By refinancing its ‘refunding revenue’ water/sewer bonds that were originally issued in 2004, the City of Brookfield is going to save even more money than its bond counsel expected, and that greater savings is being made possible by an even higher bond rating than he thought possible. During last month’s meeting of the Brookfield City Council, Bond Counsel Joey McLiney had speculated that the City has a bond rating of at least triple B (i.e., investment grade) and could have a bond rating as high as A-.
He explained at that time that although it would cost $10,000 to have Standard and Poor‘s give the City a confidential credit rating assessment, a B+ rating at current interest rates would save the City about $79,000 and an A- rating would yield a savings of about $103,000. Tuesday evening, McLiney returned to share the results of Standard and Poor’s assessment with the Council, and the bond refinancing savings were even higher than he dreamed. Standard and Poor’s has given the City an A rating—McLiney observed Brookfield’s rating is actually higher than the State of California’s—and the savings at an interest rate of 3.43 percent will actually be about $184,581.
Referring to just one of the reasons for the A rating, McLiney told the Council, “The analyst at Standard and Poor’s was blown away by the fact that Brookfield water losses in recent years have been at or below eight percent!” Without asking to be pardoned for the pun, McLiney concluded, “You’ll never be under water with this.”
The Council approved an ordinance that authorizes the issuance of water/sewer ‘refunding revenue bonds’ that will allow the City to retire pre-existing bonds with a principal of $1,345,000 that were expected to reach maturity on April 1, 2029. Simplifying matters considerably, McLiney explained during Tuesday evening’s Council meeting, “We’re essentially buying a lower interest rate...You risked $10,000 and received a present value savings of $184,581.” Over the life span of the bonds (i.e., 2013-2029), the ‘total debt service savings,’ to the City of Brookfield is estimated at $303,384.
Water/Sewer Rate Increase
In its continuing effort to incrementally raise water/sewer rates to maintain its ability to issue bonds, as well as USDA Rural Development’s confidence to make a $5 million loan to the City to partially fund a new wastewater treatment plant, Brookfield’s water/sewer rates have been increased.
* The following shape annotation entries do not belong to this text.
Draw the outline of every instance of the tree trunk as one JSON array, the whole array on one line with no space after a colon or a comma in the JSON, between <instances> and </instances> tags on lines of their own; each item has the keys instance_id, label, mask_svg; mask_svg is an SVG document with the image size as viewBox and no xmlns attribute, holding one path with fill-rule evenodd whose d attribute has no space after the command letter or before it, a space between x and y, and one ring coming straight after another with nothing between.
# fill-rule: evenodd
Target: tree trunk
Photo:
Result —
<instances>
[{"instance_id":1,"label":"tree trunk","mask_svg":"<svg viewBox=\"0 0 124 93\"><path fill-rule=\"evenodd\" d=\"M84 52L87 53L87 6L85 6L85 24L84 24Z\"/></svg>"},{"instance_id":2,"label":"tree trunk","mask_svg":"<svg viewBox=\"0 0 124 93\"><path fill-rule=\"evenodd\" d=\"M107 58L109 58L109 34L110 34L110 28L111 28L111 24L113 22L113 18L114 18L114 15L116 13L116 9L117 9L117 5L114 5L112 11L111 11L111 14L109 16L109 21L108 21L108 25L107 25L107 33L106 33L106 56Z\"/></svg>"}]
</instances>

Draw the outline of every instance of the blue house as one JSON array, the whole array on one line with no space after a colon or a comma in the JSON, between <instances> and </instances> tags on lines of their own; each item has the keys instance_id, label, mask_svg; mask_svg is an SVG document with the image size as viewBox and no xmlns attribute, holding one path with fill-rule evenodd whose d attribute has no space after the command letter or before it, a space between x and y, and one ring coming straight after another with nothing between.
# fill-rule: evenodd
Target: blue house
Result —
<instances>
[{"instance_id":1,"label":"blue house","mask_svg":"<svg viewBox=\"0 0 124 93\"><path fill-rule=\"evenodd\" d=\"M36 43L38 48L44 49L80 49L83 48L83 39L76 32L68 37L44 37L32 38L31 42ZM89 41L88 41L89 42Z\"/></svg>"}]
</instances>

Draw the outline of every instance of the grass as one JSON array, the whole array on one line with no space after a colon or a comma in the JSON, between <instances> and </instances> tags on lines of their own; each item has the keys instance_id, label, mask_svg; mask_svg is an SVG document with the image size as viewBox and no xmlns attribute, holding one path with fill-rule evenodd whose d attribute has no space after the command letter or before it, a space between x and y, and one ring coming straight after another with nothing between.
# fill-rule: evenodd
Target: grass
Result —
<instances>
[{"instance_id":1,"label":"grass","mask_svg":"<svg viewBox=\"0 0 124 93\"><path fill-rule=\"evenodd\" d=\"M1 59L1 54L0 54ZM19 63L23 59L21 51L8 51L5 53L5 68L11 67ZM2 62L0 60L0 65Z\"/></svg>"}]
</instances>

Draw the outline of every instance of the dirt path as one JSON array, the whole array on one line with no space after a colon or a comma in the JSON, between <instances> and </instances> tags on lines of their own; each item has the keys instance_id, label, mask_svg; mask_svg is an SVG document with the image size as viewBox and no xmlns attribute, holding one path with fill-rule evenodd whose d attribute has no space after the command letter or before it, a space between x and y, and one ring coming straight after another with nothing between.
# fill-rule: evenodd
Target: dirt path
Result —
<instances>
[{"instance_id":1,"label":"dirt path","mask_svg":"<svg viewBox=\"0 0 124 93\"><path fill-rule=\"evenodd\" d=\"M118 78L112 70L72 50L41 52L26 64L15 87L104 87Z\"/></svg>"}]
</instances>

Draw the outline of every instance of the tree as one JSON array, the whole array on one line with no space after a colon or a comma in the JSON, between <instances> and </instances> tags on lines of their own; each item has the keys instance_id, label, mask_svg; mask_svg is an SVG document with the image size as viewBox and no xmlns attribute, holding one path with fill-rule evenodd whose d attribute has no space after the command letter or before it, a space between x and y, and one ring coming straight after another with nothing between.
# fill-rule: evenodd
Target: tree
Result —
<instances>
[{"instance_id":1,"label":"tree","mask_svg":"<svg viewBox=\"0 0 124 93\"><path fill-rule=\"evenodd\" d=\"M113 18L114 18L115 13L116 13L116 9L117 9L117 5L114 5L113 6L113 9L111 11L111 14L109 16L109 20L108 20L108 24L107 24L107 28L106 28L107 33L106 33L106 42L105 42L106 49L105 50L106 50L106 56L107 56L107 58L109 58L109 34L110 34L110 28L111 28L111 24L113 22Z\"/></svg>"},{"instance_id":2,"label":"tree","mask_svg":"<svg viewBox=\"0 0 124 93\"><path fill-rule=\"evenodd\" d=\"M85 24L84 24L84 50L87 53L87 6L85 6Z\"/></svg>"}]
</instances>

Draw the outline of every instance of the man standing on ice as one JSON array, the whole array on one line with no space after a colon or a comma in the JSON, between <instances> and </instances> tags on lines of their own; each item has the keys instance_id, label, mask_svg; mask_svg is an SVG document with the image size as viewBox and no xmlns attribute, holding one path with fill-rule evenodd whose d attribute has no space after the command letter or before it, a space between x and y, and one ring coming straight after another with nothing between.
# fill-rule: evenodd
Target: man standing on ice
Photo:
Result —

Brookfield City Manager Dave Hane explains, “USDA has a predetermined water rate that we must maintain to close on the $5 million loan they made to us.” As of October 1, the beginning of the new fiscal year, the base rate (2,000 gallons or less) for water will increase by $2.75 a month. The water rate for 5,000 gallons or less will increase by $7.13 a month. The water rate for 5,000 to 10,000 gallons will increase by $11.98. The water rate for 10,000 to 100,000 gallons will increase by $110.08. The rate for sewer service will increase by $2.50 per each 1,000 gallons used. “These increases will get us close to where USDA thinks we have to be,” concluded Hane during Tuesday evening’s meeting of the Brookfield City Council. Councilman Richard Techau observed that according to this new rate schedule, the second 2,000 gallons will be billed at a higher rate than the first 2,000 gallons.